Mr Fraser said: “These deeply concerning figures underline why my fly-tipping Bill is so essential.
“It’s bad enough that such a tiny proportion of fly-tipping cases are reported to the Crown Office, but it’s extremely disappointing that just 15% of these are then prosecuted.
“Fly-tipping is a blight on Scotland’s landscape – it causes terrible environmental damage across the country and impacts both rural and urban areas.
“We need to send a clear message to those responsible that it won’t be tolerated – but that’s not currently happening.”
He added: “The destructive, criminal dumping of waste in unauthorised locations is utterly unacceptable, and the lack of prosecution exposes the alarming scale of this problem. It is therefore vital that we get it on the statute book as soon as possible.

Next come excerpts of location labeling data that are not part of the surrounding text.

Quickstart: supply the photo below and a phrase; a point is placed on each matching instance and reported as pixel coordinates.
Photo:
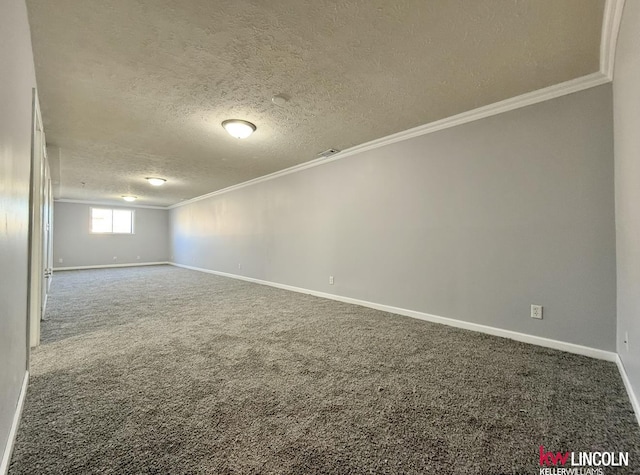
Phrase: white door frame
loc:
(38, 243)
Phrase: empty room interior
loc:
(323, 236)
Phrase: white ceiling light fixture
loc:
(156, 181)
(239, 129)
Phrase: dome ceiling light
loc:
(156, 181)
(239, 129)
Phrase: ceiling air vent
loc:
(328, 153)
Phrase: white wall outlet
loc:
(536, 311)
(626, 341)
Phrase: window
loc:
(111, 221)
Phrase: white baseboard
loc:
(8, 450)
(629, 388)
(107, 266)
(523, 337)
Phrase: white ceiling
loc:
(131, 89)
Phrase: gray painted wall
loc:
(474, 223)
(626, 95)
(17, 78)
(77, 247)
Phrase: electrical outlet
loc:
(626, 341)
(536, 311)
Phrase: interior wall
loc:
(626, 95)
(474, 223)
(77, 246)
(17, 79)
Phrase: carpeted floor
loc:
(161, 370)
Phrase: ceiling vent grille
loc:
(328, 153)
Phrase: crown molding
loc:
(611, 20)
(107, 203)
(527, 99)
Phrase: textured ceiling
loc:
(131, 89)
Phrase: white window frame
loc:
(133, 221)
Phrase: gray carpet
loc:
(161, 370)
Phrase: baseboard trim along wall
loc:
(627, 385)
(8, 450)
(522, 337)
(107, 266)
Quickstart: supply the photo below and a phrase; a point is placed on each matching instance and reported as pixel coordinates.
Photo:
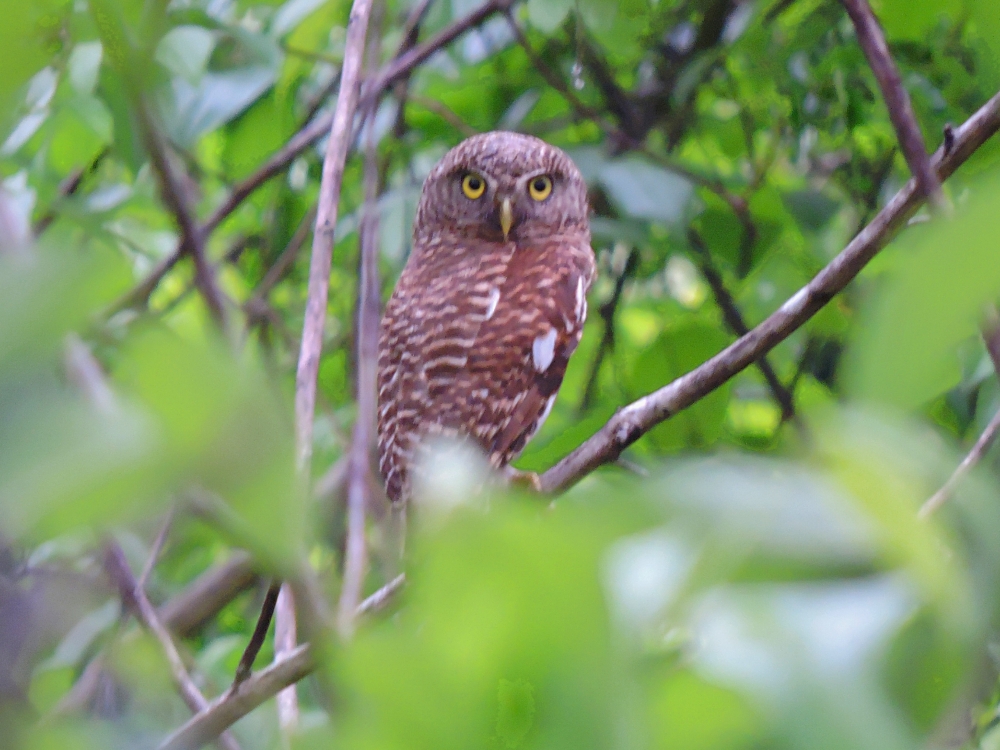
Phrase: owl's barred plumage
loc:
(478, 332)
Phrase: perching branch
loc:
(734, 321)
(897, 100)
(633, 421)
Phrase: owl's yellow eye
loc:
(473, 186)
(540, 187)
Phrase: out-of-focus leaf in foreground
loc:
(187, 414)
(726, 603)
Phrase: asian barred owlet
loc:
(490, 306)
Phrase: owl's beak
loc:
(506, 217)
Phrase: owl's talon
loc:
(528, 480)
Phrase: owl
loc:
(490, 306)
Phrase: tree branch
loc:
(607, 312)
(634, 420)
(173, 194)
(734, 320)
(284, 671)
(135, 599)
(369, 310)
(326, 222)
(897, 100)
(991, 337)
(401, 66)
(238, 702)
(202, 600)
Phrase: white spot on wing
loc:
(543, 350)
(491, 307)
(546, 411)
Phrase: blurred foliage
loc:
(764, 583)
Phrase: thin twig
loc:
(368, 313)
(607, 312)
(175, 198)
(302, 140)
(235, 704)
(991, 337)
(249, 656)
(281, 266)
(67, 188)
(326, 222)
(634, 420)
(381, 598)
(135, 599)
(85, 371)
(734, 320)
(156, 548)
(287, 670)
(285, 638)
(623, 141)
(205, 597)
(897, 100)
(980, 449)
(444, 112)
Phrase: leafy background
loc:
(757, 578)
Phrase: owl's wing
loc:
(539, 329)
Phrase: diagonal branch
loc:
(734, 320)
(398, 68)
(991, 337)
(897, 100)
(173, 194)
(238, 702)
(135, 599)
(226, 710)
(634, 420)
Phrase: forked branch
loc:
(633, 421)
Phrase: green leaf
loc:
(646, 191)
(184, 51)
(906, 351)
(912, 19)
(548, 15)
(676, 351)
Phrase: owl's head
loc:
(503, 186)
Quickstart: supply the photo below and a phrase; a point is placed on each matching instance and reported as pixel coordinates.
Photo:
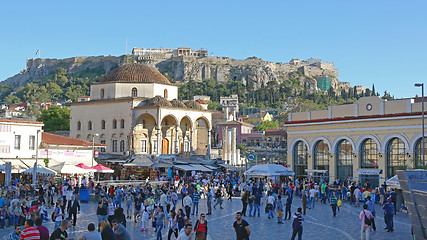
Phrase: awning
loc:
(315, 171)
(184, 167)
(202, 168)
(369, 171)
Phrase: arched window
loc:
(122, 145)
(418, 154)
(396, 157)
(134, 92)
(300, 158)
(344, 159)
(321, 156)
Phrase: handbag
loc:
(368, 221)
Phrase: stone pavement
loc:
(318, 224)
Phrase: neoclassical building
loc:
(368, 139)
(135, 108)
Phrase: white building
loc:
(134, 109)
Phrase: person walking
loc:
(187, 205)
(371, 208)
(333, 202)
(91, 234)
(244, 200)
(304, 202)
(365, 217)
(120, 231)
(196, 198)
(145, 215)
(218, 195)
(209, 197)
(279, 209)
(388, 215)
(160, 222)
(270, 205)
(73, 209)
(288, 206)
(61, 232)
(30, 233)
(297, 224)
(44, 232)
(357, 195)
(251, 200)
(241, 227)
(173, 225)
(107, 232)
(201, 228)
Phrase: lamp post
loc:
(93, 146)
(422, 99)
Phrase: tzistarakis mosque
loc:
(135, 108)
(368, 139)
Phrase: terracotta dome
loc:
(135, 73)
(178, 103)
(157, 101)
(193, 104)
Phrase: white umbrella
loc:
(269, 170)
(70, 169)
(40, 171)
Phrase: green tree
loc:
(55, 119)
(11, 99)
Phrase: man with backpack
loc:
(366, 217)
(297, 224)
(388, 215)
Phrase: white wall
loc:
(8, 131)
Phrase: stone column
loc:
(209, 143)
(224, 144)
(233, 146)
(176, 140)
(159, 141)
(191, 141)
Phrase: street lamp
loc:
(422, 99)
(93, 146)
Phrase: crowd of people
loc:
(174, 205)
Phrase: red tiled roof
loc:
(19, 121)
(355, 118)
(54, 139)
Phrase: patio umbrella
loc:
(103, 169)
(81, 165)
(69, 169)
(40, 171)
(269, 170)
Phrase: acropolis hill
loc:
(184, 64)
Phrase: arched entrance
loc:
(344, 159)
(300, 158)
(165, 146)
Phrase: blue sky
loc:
(371, 42)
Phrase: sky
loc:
(370, 42)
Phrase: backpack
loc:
(368, 221)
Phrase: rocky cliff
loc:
(254, 72)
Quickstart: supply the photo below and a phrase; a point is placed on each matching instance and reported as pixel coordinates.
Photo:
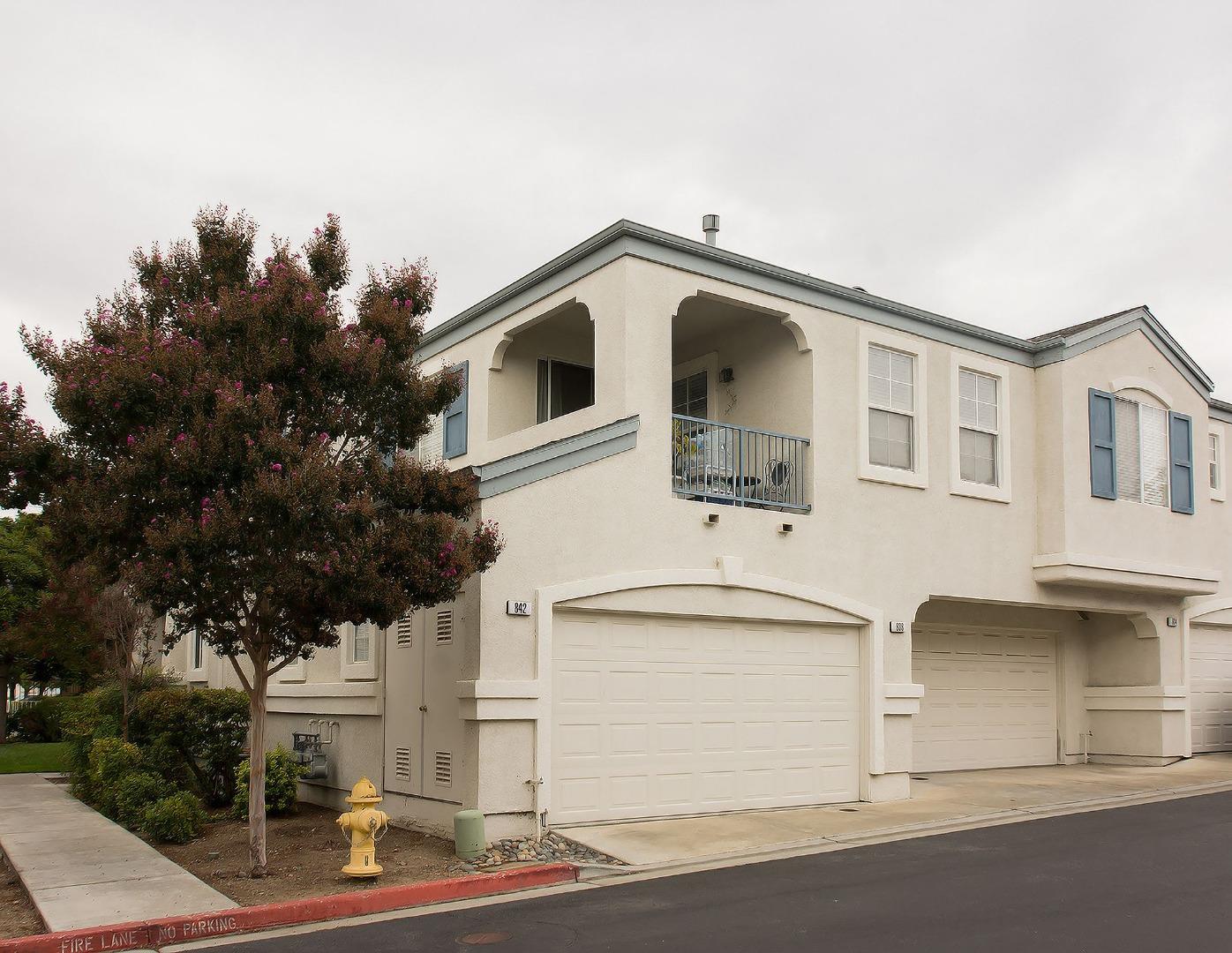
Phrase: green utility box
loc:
(469, 838)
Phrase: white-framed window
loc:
(1215, 466)
(196, 657)
(1142, 460)
(296, 672)
(980, 442)
(358, 647)
(562, 386)
(893, 401)
(432, 446)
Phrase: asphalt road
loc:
(1156, 877)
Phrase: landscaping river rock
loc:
(548, 849)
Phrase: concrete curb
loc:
(601, 874)
(154, 934)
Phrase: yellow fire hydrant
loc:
(363, 822)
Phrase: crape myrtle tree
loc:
(229, 450)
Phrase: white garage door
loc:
(989, 698)
(669, 715)
(1210, 687)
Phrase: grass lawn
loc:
(18, 757)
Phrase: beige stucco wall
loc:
(874, 551)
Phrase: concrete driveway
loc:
(940, 802)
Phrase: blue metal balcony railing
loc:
(738, 466)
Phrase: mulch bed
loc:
(305, 852)
(18, 915)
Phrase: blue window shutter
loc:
(456, 417)
(1101, 413)
(1181, 452)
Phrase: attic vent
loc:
(444, 769)
(444, 627)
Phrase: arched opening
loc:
(545, 370)
(742, 405)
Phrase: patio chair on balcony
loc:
(778, 483)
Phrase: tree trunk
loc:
(4, 706)
(257, 773)
(124, 707)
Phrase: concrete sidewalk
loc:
(81, 869)
(942, 802)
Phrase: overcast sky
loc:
(1019, 165)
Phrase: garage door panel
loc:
(989, 698)
(1210, 687)
(750, 716)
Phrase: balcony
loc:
(734, 466)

“This Bill is not party political, but a common sense piece of legislation that will strengthen the law and toughen the punishments so that this scourge in our communities can be tackled effectively.”
The Scottish Government ran a consultation on an updated litter and fly-tipping strategy from December 2021 to the end of March 2022.
The process included proposals to strengthen enforcement measures, including raising fines for fly-tipping from £200 to £500 – the maximum permitted by current legislation.
A Crown Office spokesman said: “We recognise that fly-tipping is a nuisance for the public and can be detrimental to communities.
“Only a very small number of the recorded incidents of fly-tipping are reported to prosecutors.
“When we do receive reports, we will take action where there is evidence of a crime and it is in the public interest to do so.”
A Scottish Government spokesperson said: “Individual prosecution decisions for fly-tipping cases are a matter for the Procurator Fiscal.
“The Scottish Government is determined to tackle the serious environmental and economic impacts that fly-tipping causes.
“We have already announced plans to more than double fines and are also looking at the possibility of extending the use of civil penalties to enforce offences.
“We will be publishing a new Litter & Fly-tipping Strategy later this year. This will set how we will plan to work with partners to develop a more effective enforcement system.”